MPS type VII (gus^mps/gus^mps) mice (derived from the C57BL/6 strain) (The Jackson Laboratory, Bar Harbor, Maine) at 6 to 8 weeks of age were injected with 2 × 10⁹ and 2 × 10⁷ PFU of Adβgluc into the lateral tail vein and the right striatum of the brain (13), respectively. Negative control MPS type VII mice received either no virus or recombinant adenovirus that encodes Escherichia coli β-galactosidase (Adβgal). Adβgluc (20) and Adβgal (27) are derived from human adenovirus serotype 5, with deletions in the E1 region that render them replication defective. Transcription is directed by the Rous sarcoma virus long terminal repeat. The anti-CD40 ligand monoclonal antibody, MR-1 (purified as described in reference 35), was injected into the peritoneum (500 μg per dose) on days −1, 0, 1, 2, 4, 6, 9, and 12 relative to virus injection. Mice that were not given MR-1 received analogous injections of hamster gamma globulin (control immunoglobulin) (Jackson Immuno Research Laboratories Inc., West Grove, Pa.). Enzyme-linked immunosorbent assay (35) of plasma samples showed that MR-1 effectively delayed the generation of anti-Ad immunoglobulin G (IgG). On day 41, mice given control immunoglobulin had plasma anti-Ad IgG concentration of 20,000 ng/ml, whereas negligible amounts were detected in MR-1-treated mice. However, 109 days after Adβgluc injection, the anti-Ad concentration in plasma of MR-1-treated mice was 4,000 ng/ml. For determination of anti-β-glucuronidase IgG concentrations in plasma samples, an antibody capture assay (33a) was used. Briefly, plasma samples were incubated with protein G-conjugated Sepharose beads and human β-glucuronidase (generously provided by William Sly) overnight at 4°C, washed by centrifugation, resuspended in 0.2% acetic acid, and assayed for β-glucuronidase activity by fluorometry (13, 14). Similar to its effect on the anti-Ad IgG response, MR-1 treatment blocked the generation of anti-β-glucuronidase IgG for several weeks (Fig. 1A), during which time β-glucuronidase (determined by fluorometric assay) was present at high levels in the plasma of only the MR-1-treated mice (Fig. 1B). The disappearance of β-glucuronidase from plasma coincided with the appearance of anti-β-glucuronidase IgG, suggestive of antibody-mediated clearance.

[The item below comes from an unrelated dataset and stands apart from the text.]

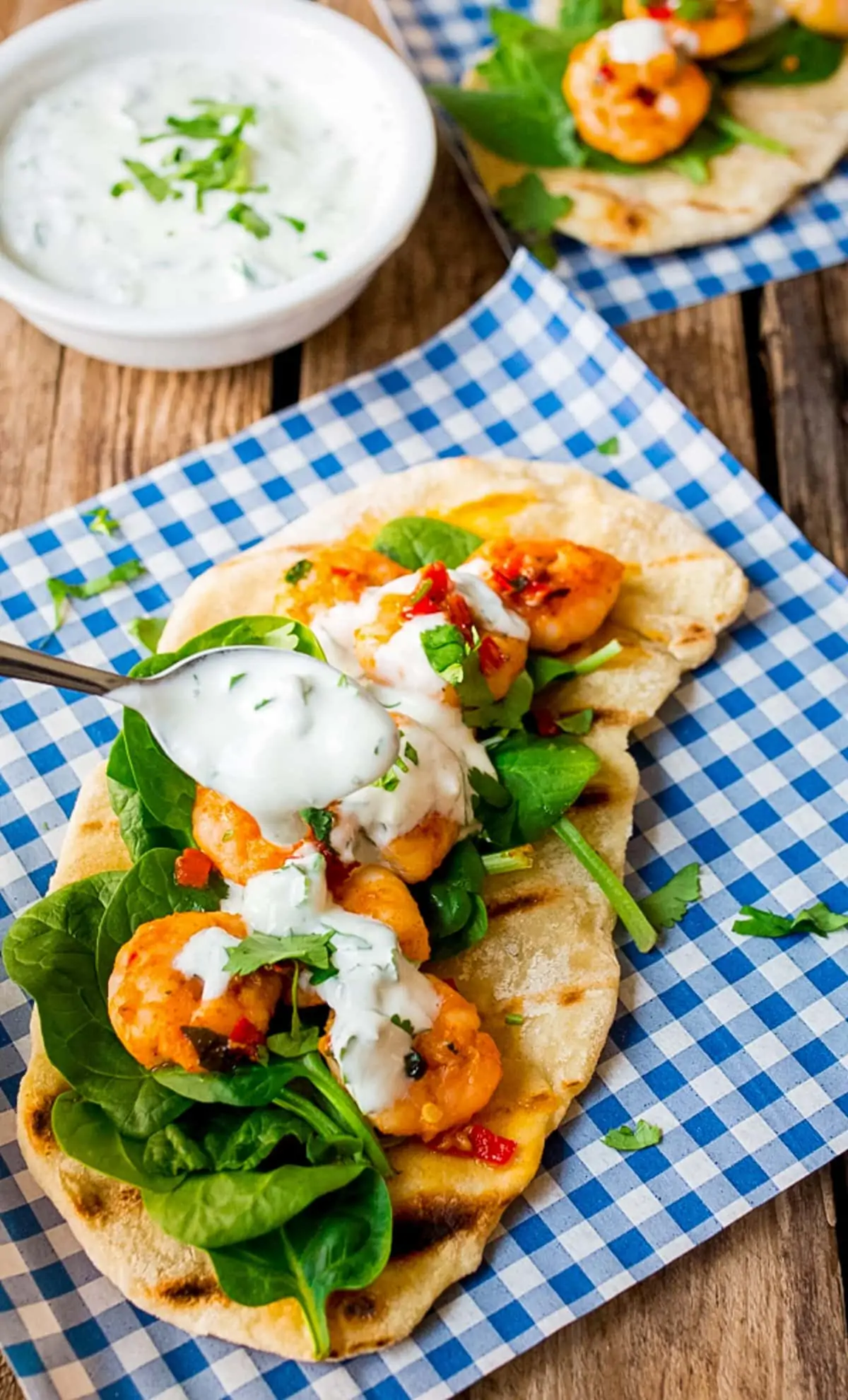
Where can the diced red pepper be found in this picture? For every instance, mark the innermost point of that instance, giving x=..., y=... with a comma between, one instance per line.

FIG. 1 — Anti-β-glucuronidase antibody and β-glucuronidase activity levels in plasma. MPS type VII mice were injected with Adβgluc on day 0 and with MR-1 or control immunoglobulin on days −1, 0, 1, 2, 4, 6, 9, and 12. Plasma samples obtained at the indicated time points were analyzed for anti-β-glucuronidase IgG (A) and for β-glucuronidase activity (B). Anti-β-glucuronidase IgG concentrations are expressed as units per milliliter of plasma, which refers to the β-glucuronidase-capturing capacity of the plasma IgG. n was 3 to 5 for Adβgluc+control immunoglobulin-injected ice; n was 5 or 6 for Adβgluc+MR-1-treated mice. Error bars represent standard errors of the means.

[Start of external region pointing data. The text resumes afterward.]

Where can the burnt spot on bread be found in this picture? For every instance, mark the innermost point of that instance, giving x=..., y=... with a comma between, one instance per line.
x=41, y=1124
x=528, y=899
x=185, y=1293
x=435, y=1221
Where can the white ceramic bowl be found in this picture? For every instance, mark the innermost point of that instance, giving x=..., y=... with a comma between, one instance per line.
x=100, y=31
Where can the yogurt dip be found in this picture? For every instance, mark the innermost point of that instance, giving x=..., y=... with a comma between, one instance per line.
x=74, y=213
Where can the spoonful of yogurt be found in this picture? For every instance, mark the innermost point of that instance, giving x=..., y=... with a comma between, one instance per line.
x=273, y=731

The MR-1 dosing regimen was based on studies that showed that the presence of MR-1 at the time of antigen exposure, encompassing the time of peak CD40 ligand expression in the spleen (3 to 4 days after antigen exposure) (39), effectively blocked antibody synthesis and memory B-cell generation (10, 11). In a previous investigation, using an MR-1 injection schedule very similar to that used in the present study, we successfully blocked anti-Ad responses at least until day 63 (the last time point tested) (35). Other investigators used fewer injections containing lower concentrations of MR-1 to prevent humoral responses to injected protein antigens (10, 11). However, with a virus vector there is the potential for continuous synthesis of foreign antigen by transduced cells, including dendritic cells (16). The delayed antibody responses detected after 9 weeks in the present study were likely a result of antigenic stimulation extending beyond the clearance time of the MR-1 (11).

β-Glucuronidase synthesis persists and corrects pathology in the liver.

Sixteen weeks after Adβgluc injection, the mice were sacrificed and β-glucuronidase activities in tissue lysates of liver, lung, and kidney were quantitated by fluorometric assay. Activities in liver lysates were similar between mice given MR-1 or control immunoglobulin (88 and 82% of wild-type activity, respectively), indicating near-complete restoration of enzyme activity in this organ. Activity in the lungs of Adβgluc-injected mice was 141% of wild-type activity for the MR-1-treated group but only 15% of wild-type activity for the control immunoglobulin-treated mice. Activity in the kidney was 18% of wild-type activity for the MR-1-treated group but less than 2% of wild-type activity for control immunoglobulin-treated animals. Wild-type (normal C57BL/6 mouse) values were 202, 310, and 287 U of activity per mg of protein in liver, lung, and kidney lysates, respectively.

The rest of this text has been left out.